METHODS AND RESULTS:
This study explored the antinociceptive effects and possible mechanisms of DHC in mice using two inflammatory pain models: the acetic acid-induced writhing test and the formalin paw test. The intraperitoneal administration of DHC (3.6, 6 or 10 mg/kg) showed a dose-dependent antinociceptive effect in the acetic acid-induced writhing test and significantly attenuated the formalin-induced pain responses in mice. The antinociceptive effects of DHC were not associated with changes in the locomotor activity or motor responses of animals, and no obvious acute or chronic toxic effects were observed in the mice. Furthermore, the use of naloxone confirmed the involvement of the opioid receptor in the central antinociceptive effects of DHC. DHC reduced formalin-induced paw edema, which indicated that DHC may produce an anti-inflammatory effect in the periphery. In the formalin test, DHC decreased the expression of caspase 6 (CASP6), TNF-α, IL-1β and IL-6 proteins in the spinal cord.
CONCLUSIONS:
These findings confirm that DHC has antinociceptive effects in mice.
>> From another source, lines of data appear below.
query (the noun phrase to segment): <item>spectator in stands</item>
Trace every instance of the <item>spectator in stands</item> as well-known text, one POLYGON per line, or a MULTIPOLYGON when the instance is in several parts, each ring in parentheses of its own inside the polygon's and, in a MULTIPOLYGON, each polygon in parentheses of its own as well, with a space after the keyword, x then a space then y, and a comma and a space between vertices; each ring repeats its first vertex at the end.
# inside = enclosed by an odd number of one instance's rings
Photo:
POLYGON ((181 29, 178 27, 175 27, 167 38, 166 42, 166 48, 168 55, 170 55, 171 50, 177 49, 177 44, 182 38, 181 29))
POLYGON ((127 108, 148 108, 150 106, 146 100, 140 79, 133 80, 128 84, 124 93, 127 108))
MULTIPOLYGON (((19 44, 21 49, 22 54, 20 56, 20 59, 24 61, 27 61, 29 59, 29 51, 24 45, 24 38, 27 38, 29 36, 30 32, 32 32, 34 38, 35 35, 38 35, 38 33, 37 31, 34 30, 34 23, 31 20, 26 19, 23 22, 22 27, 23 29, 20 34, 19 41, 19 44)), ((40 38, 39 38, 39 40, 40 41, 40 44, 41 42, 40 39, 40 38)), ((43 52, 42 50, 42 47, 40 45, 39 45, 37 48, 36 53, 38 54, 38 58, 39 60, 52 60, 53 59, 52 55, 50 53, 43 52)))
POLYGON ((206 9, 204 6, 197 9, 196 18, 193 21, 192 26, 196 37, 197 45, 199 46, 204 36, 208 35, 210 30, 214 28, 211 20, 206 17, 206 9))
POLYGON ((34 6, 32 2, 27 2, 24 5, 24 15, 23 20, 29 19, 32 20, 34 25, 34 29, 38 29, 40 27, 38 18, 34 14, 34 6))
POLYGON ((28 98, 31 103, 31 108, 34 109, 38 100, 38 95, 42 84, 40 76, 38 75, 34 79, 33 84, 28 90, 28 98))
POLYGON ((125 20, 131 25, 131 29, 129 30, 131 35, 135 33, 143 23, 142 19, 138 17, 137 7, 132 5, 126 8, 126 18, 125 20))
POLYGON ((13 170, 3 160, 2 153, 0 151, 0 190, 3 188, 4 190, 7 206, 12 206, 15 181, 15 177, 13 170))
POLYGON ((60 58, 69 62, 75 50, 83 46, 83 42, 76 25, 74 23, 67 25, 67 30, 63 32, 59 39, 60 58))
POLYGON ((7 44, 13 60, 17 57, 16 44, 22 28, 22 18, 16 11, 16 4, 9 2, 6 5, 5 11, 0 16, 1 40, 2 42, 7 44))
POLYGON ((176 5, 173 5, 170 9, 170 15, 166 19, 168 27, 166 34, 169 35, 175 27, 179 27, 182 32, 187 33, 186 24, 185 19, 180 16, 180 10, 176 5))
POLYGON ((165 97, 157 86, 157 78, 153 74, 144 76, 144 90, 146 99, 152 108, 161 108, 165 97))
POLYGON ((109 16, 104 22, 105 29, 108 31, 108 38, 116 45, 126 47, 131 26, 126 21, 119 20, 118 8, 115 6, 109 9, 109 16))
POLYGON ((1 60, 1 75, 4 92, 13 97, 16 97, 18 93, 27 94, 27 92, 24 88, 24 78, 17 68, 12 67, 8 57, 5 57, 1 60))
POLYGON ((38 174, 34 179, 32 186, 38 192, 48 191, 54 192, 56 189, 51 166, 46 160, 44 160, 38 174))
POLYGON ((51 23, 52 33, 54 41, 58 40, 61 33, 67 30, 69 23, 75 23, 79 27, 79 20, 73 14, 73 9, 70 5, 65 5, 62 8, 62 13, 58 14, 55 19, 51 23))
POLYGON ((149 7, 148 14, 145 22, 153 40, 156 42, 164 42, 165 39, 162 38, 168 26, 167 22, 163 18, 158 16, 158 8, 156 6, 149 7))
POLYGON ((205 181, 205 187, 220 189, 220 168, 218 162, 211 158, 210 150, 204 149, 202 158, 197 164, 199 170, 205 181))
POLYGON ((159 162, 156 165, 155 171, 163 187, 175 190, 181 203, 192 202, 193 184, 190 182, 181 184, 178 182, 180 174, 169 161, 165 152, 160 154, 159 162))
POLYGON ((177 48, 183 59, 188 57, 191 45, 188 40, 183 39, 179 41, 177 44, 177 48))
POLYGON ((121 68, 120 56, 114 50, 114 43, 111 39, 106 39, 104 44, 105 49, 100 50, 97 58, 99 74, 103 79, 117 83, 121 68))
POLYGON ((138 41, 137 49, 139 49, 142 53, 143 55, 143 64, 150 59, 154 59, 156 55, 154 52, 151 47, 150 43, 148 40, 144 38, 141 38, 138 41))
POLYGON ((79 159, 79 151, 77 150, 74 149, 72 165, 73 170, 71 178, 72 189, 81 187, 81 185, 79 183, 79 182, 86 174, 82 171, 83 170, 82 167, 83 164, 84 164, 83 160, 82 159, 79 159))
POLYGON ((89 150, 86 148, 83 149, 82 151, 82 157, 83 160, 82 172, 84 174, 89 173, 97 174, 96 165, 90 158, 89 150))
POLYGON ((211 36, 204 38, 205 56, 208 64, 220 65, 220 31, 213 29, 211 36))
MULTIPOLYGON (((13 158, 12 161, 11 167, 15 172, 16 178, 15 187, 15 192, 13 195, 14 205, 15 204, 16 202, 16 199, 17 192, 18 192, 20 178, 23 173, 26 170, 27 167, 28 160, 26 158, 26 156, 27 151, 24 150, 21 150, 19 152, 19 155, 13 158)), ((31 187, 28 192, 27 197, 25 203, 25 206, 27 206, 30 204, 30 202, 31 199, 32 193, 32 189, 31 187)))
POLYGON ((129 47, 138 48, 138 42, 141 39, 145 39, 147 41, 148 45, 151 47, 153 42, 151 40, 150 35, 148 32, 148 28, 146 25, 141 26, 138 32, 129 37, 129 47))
Dehydrocorydaline inhibits elevated mitochondrial membrane potential in lipopolysaccharide-stimulated macrophages.[Pubmed: 21575743]

Int Immunopharmacol. 2011 Sep;11(9):1362-7.

Activated macrophages play a critical role in the pathogenesis of numerous diseases by producing pro-inflammatory cytokines such as interleukin (IL)-1β and IL-6. While the mechanisms of bacterial component recognition and signal transduction have been well investigated, viability regulation in activated macrophages remains unclear.
METHODS AND RESULTS:
We screened herbal ingredients to find an agent that reduces the viability of lipopolysaccharide (LPS)-stimulated macrophages and observed that Dehydrocorydaline, a component of Corydalis yanhusuo, reduced the viability of macrophage-derived RAW264.7 cells and primary macrophages in the presence of LPS. Dehydrocorydaline inhibited the elevation of mitochondrial membrane potential and induced ATP depletion in LPS-stimulated macrophages but neither affected basal mitochondrial membrane potential nor ATP content in non-stimulated macrophages. Dehydrocorydaline also prevented increased concentrations of IL-1β and IL-6 in culture media of LPS-stimulated macrophages.
CONCLUSIONS:
Mode of Dehydrocorydaline action indicates that elevated mitochondrial membrane potential may be a novel target to specifically reduce viability and suppress cytokine production in LPS-stimulated macrophages.

Dehydrocorydaline inhibits breast cancer cells proliferation by inducing apoptosis in MCF-7 cells.[Pubmed: 22298457 ]

Am J Chin Med. 2012;40(1):177-85.

Dehydrocorydaline is an alkaloid isolated from traditional Chinese herb Corydalis yanhusuo W.T. Wang. We discovered that it possessed anti-tumor potential during screening of anti-tumor natural products from Chinese medicine. In this study, its anti-tumor potential was investigated with breast cancer line cells MCF-7 in vitro.
METHODS AND RESULTS:
The anti-proliferative effect of Dehydrocorydaline was determined by MTT assay and the mitochondrial membrane potential (Δ Ψ m) was monitored by JC-1 staining. DNA fragments were visualized by Hoechst 33342 staining and DNA ladder assay. Apoptotic related protein expressions were measured by Western blotting. Dehydrocorydaline significantly inhibited MCF-7 cell proliferation in a dose- dependent manner, which could be reversed by a caspase-8 inhibitor, Z-IETD-FMK. Dehydrocorydaline increased DNA fragments without affecting ΔΨm. Western blotting assay showed that Dehydrocorydaline dose-dependently increased Bax protein expression and decreased Bcl-2 protein expression. Furthermore, Dehydrocorydaline induced activation of caspase-7,-8 and the cleavage of PARP without affecting caspase-9.
CONCLUSIONS:
These results showed that Dehydrocorydaline inhibits MCF-7 cell proliferation by inducing apoptosis mediated by regulating Bax/Bcl-2, activating caspases as well as cleaving PARP.